For whatever reason, there seemed a marked shift in Napolitano’s tone toward Trump following the July 2018 nomination of Brett Kavanaugh to the Supreme Court, said Angelo Carusone, president of the liberal watchdog Media Matters for America. The initial positive attitude toward Trump seems, in retrospect, an aberration, he said.
Napolitano said he opposed Kavanaugh because the justice’s legal views conflict with his as a libertarian. He said he felt this way before Christine Blasey Ford leveled her sexual assault allegations against Kavanaugh.
Later, when Trump claimed vindication from a Mueller report, a view which Napolitano disagreed with, “it was only appropriate to defend that view, not shrink from it,” he said.
By now with the Ukrainian story, “I was apparently irretrievably in the White House dog house,” he said. “And we all know that the president hates dogs.”
When asked whether Trump should be impeached, Napolitano said that is a political judgment.

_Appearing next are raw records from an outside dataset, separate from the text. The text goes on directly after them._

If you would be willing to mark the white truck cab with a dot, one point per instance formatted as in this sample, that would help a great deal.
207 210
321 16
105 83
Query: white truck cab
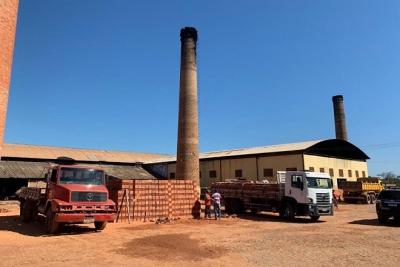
307 193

“If I could modify your question to ask if there’s a legal basis to argue high crimes and misdemeanors, then the answer is yes,” he said. “That’s really beyond dispute … If I were a Democrat in the House, which I am not and never will be, I would vote to impeach.”
And if he were a Republican in the Senate?
“I think they’re going to find some of his behavior difficult to defend,” he said.